Paul restait éberlué sur le pas de sa porte.
— Eh bien, tu n’embrasses pas ton vieux père ?
— Bonsoir…
Papa…
Il s’avança en boitant et fit la bise à Axtone. Le détective portait une perruque, frisée pour l’air de
famille, grise pour l’âge. Il était affublé d’une paire de lunettes à grosse monture, d’une moustache postiche (il n’avait pas eu le temps de faire pousser la sienne) et marchait en boitant à
l’aide d’une canne. Il se tenait voûté. Un petit oreiller sous son tricot de corps le grossissait. On lui donnait la soixantaine.
— C’était pas la peine d’imiter ma boiterie, grommela Paul à son oreille. Un piège à loup n’est pas une tare héréditaire.
Dans le studio pour une fois rangé, il y avait un jeune homme brun qui le découvrit avec presque autant de surprise que Paul. Ahmed
ressemblait à son père, sauf le regard, moins dur.
— Alors c’est vous le meilleur ami de mon fils ?
croassa Axtone d’une voix en rapport avec son âge feint.
— Juste un pote, m’sieur. On s’était pas vus
depuis longtemps.
— Et vous arrivez au bon moment, jeune homme ! C’est à ça qu’on reconnaît les
amis.
— Bon, tu vas lui parler, Ahmed ? intervint Paul. Il est rentré à cette
heure.
— Je serai en réserve, jeune homme ! s’exclama Axtone en brandissant sa
canne.
Ahmed réprima un sourire, mais ses yeux le trahissaient.
— Ça sera pas nécessaire, m’sieur Blanco. Le gars est violent alors bougez pas de là.
Il sortit de l’appartement en pouffant.
— Vous ne
m’aviez pas reconnu, n’est-ce pas ?
— Ça, c’est sûr ! râla Paul. Vous en faites trop : un
vieillard n’est pas crédible pour intervenir dans une bagarre.
— Garnement ! J’ai ma
canne…
— Arrêtez votre cirque, s’il vous plait.
— C’est la tension qui t’énerve, mon fils…
— Ça aussi, arrêtez quand y a pas de témoin.

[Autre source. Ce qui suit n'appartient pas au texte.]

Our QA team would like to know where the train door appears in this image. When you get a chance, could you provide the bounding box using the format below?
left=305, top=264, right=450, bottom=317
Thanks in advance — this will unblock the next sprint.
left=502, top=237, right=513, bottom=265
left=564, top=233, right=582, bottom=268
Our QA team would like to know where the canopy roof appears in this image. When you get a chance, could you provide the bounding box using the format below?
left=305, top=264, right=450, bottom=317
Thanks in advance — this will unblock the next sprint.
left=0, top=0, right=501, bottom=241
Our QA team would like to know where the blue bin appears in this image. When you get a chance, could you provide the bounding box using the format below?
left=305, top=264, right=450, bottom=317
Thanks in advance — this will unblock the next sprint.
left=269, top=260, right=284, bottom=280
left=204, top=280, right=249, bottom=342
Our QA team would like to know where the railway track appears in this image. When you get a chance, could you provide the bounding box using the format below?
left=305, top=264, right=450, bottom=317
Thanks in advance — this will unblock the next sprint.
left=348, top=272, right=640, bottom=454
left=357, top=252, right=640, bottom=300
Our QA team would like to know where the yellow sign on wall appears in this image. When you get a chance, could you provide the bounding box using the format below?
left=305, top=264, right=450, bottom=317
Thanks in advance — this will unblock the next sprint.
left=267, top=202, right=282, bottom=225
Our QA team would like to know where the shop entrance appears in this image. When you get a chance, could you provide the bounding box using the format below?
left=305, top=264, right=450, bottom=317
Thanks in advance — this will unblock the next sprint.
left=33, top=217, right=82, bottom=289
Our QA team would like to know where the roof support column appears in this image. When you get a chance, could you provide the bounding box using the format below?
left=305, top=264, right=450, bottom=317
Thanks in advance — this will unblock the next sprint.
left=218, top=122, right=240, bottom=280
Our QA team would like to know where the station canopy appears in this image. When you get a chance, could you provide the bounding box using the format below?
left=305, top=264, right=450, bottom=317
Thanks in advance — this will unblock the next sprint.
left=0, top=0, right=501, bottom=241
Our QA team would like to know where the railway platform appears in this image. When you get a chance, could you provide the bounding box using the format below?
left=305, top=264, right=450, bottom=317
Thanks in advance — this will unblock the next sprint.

Laissez-moi écouter la conversation.
Il
colla son oreille à la porte pendant qu’Axtone parcourait machinalement des yeux la pièce à la recherche d’une bouteille. Ça discutait ferme sur le palier. On ne distinguait pas les
paroles.
— Préparez-vous à intervenir, soupira Paul. Ah ! Si j’étais pas éclopé… Comme je
regrette…
— Tranquillisez-vous. J’ai un plan. À part pour vos problèmes de santé. Ça peut s’arranger,
fiston.
Axtone s’avançait, mais ça lui faisait trop de peine de voir Paul dans cet état. Il craignait qu’il ne
fasse une bêtise, avec le spectre de la justice aveugle et conne qui planait au-dessus de lui.
— Comment ça ? demanda Paul, le regard de nouveau brillant.
Axtone mit son index vertical devant ses
lèvres. Ahmed sonna. Paul lui ouvrit.
— C’est fait. Je lui ai dit que ma bande protégeait Paul. Il a pas
arrêté de se justifier et de promettre qu’il n’y aurait plus d’embrouille à l’avenir.
— Bravo jeune
homme ! Je n’aurais pas mieux fait moi-même. Je suis vraiment fier de vous !
Axtone se jeta sur Ahmed et lui donna l’accolade. Il en profita pour glisser un objet dans une de ses poches.
— Merci m’sieur. Je vais y aller maintenant. Je vous laisse en famille.
Paul le
remercia avec chaleur.
— Il est cool, finalement, dit Paul après son départ. Je crois qu’il regrette certaines choses assez
moches. Il a promis de témoigner pour moi.
— Tant mieux. Faut que je vous laisse. À
bientôt.
— Attendez, j’ouvre une bouteille de mousseux pour fêter ça.
— Une autre fois.
Axtone était vraiment pressé pour
refuser une invitation aussi tentante. Il retira tous ses accessoires de déguisement, sauf le coussin, et les laissa chez Paul. Il serait ainsi moins repérable en filant Ahmed : si la
personne suivie vous connaît, laissez tomber. C’est déjà assez difficile pour ça.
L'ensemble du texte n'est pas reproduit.